Levantei mais que depressa e fui para a casa grande. Fui para a sala de café que já estava vazia, apesar da mesa ainda farta, quando Gui chegou.

- Bom dia, Bela! - e foi logo apertando um botão da pilastra para mostrar aonde minha filha estava.
- Que lugar é esse onde ela está? - perguntei
- No passeio dos bebês.
- Passeio dos bebês?
- Foi ideia das mães. Elas se reúnem quase todos os dias e passeiam em caravana de carrinhos. É muito divertido. As mães mais experientes ensinam coisas às mais novas, em ambiente de harmonia. E, considerando que são de diversos países, os bebês vão ouvindo os mais variáveis sons e vão aprendendo as diversas línguas.
- Por isso é que, no café, eu ouvi os mais variados idiomas.
- Exatamente. E, pelo visto, sua filha está encantada. Olha a expressão!
- Encantada é pelo seu menino!
- Ahahhahahahah... mãe é mãe...
- Já sei! Só muda de endereço!
- Isso. Mas enquanto eles se divertem, vamos ver mais algumas coisas para o seu livro.
- Mais coisas? Acho que eu tenho material para uma enciclopédia!
- Quando eu comecei a prestar atenção nos adolescentes, logo me deparei com as “encanações”. Mas eles não chegavam com esse tipo de história.
- Pensei que falassem das crises...
- Só os mais velhos. Os mais novos, e nisso as crianças pequenas e até os bebês estão incluídos, apareciam doentes.
- Doentes? Como assim?
- Demorei para descobrir. Surgiam febres inexplicáveis, dores variadas sendo a tal da “dorzinha de barriga” a campeã das campeãs; dores de cabeças, vômitos, vinha de tudo. E a gente ficava doido tentando descobrir as causas.
- E como você descobriu?
- Alex me ajudou.
- Quem é Alex?
- Lembra do psicólogo que me dava apoio com as crianças no hospital?
- Lembro.
- Pois é! Ele mesmo. Começamos a estudar, a partir do momento em que algumas crianças, que eram acometidas de doenças orgânicas facilmente tratáveis, evoluíam muito mal. E outras, às vezes mais graves, evoluíam muito melhor.
- E o que era isso?
- Falta de vontade de viver!
- Mas isso não é depressão?
- Passa perto, mas acho até mais grave, pois a gente via em crianças que são as criaturas que mais querem viver, que existem. [...]
- Interessante. E o que mais?
- Os maus tratos.
- Mas isso é crime!
- Quando você consegue detectar. Uma lesão física, uma agressão sexual é muito evidente e leva a sequelas psicológicas terríveis. Mas quando a lesão não é física, o diagnóstico é muito mais difícil e o “agressor” nem imagina que está agredindo.
- Como assim?
- Um menino adora balé e quer estudar para ser bailarino... Imagina a crise na nossa sociedade machista? Rapidamente tratam de tentar tirar essa ideia da cabeça dele ou, no mínimo, não recebe o menor apoio. Isso é uma agressão.
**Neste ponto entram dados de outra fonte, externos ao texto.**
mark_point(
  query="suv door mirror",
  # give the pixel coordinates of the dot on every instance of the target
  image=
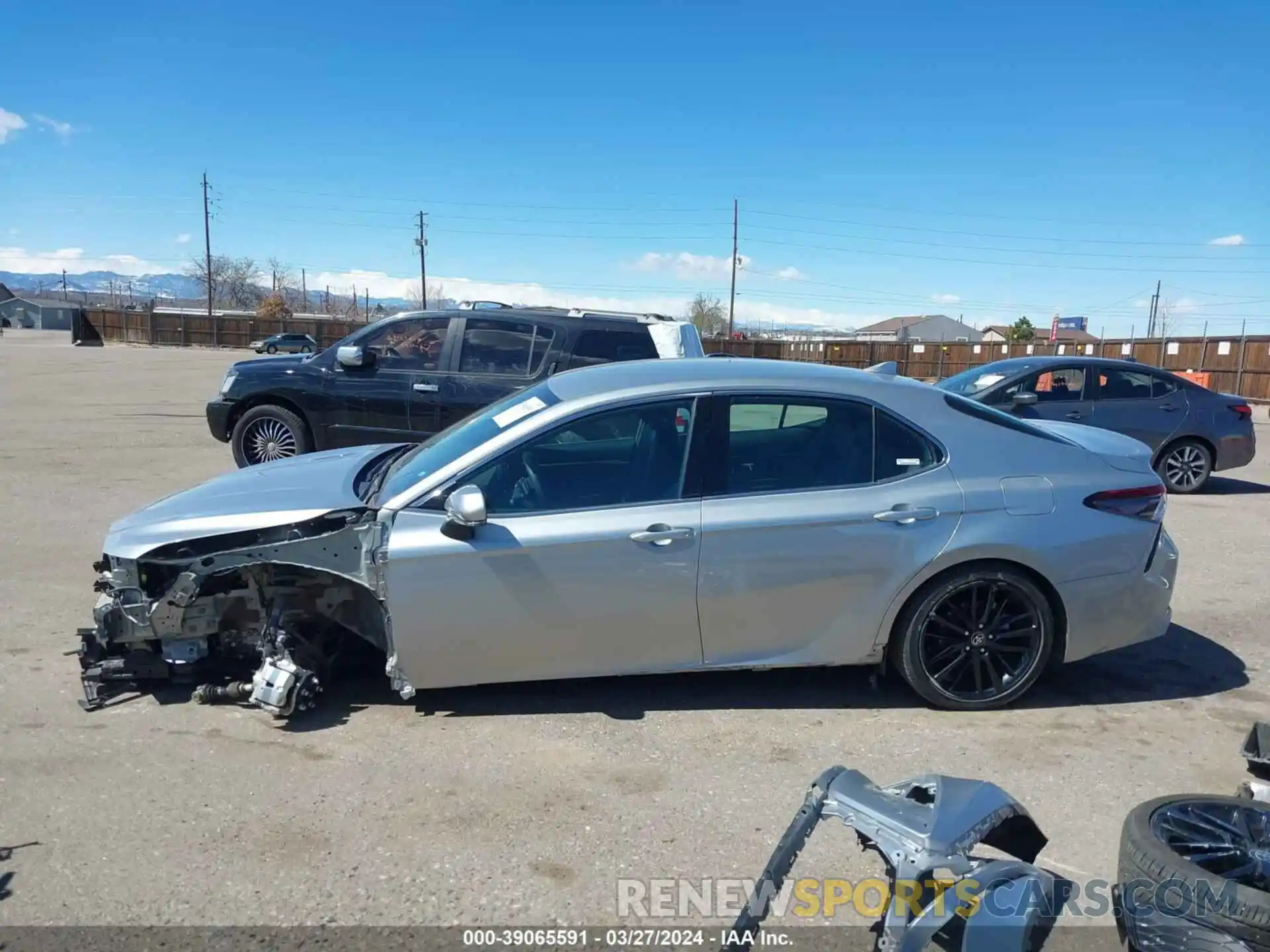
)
(465, 510)
(355, 356)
Se a vontade de ser bailarino realmente for muito forte, tipo vocação, ele pode perder toda a vontade de viver (claro que isso é um extremo). Como alternativa, pode tornar-se um menino rebelde e provocar mil e uma confusões para chamar a atenção.
- Mas como a gente evita isso? Os pais têm culpa?
- Não necessariamente. Só que as crianças precisam ser melhor observadas, para que tais coisas sejam evitadas. As crianças transmitem seus sentimentos desde a barriga da mãe. O choro é o primeiro sinal sonoro de que algo não vai bem. Às vezes são insaciáveis e até nisso devem ser observados. A escola ajudaria muito, na época, se a psicologia escolar fosse mais preventiva do que curativa.
- A aceitação da psicologia sempre foi difícil.
- Criou-se o mito de que só deveriam ir ao psicólogo aqueles considerados malucos. Só que o psicólogo tem condições de observar detalhes, inerentes à profissão, que passam normalmente despercebidos. E orientar pais e professores no desenvolvimento das aptidões das crianças, evitando tantos adolescentes perguntadores e tantas dores de barriga. E tantas mães e pais descontando frustrações em seus filhos. Hoje, a ideia já está lançada, mas não necessariamente seguida de maneira universal. A história da humanidade é vista de modo contínuo em todas as partes do mundo. O que hoje é tecnologia de ponta em alguns lugares, pode estar completamente ultrapassada em outros.
- Entendo.
- Vamos passear? Já falei demais. Que tal um piquenique?
- Só se você deixar eu fazer a cesta.
- Com certeza. Eu não tenho a menor paciência.
- E onde vamos?
- Ao passeio dos bebês. Lá, a gente encontra os meninos.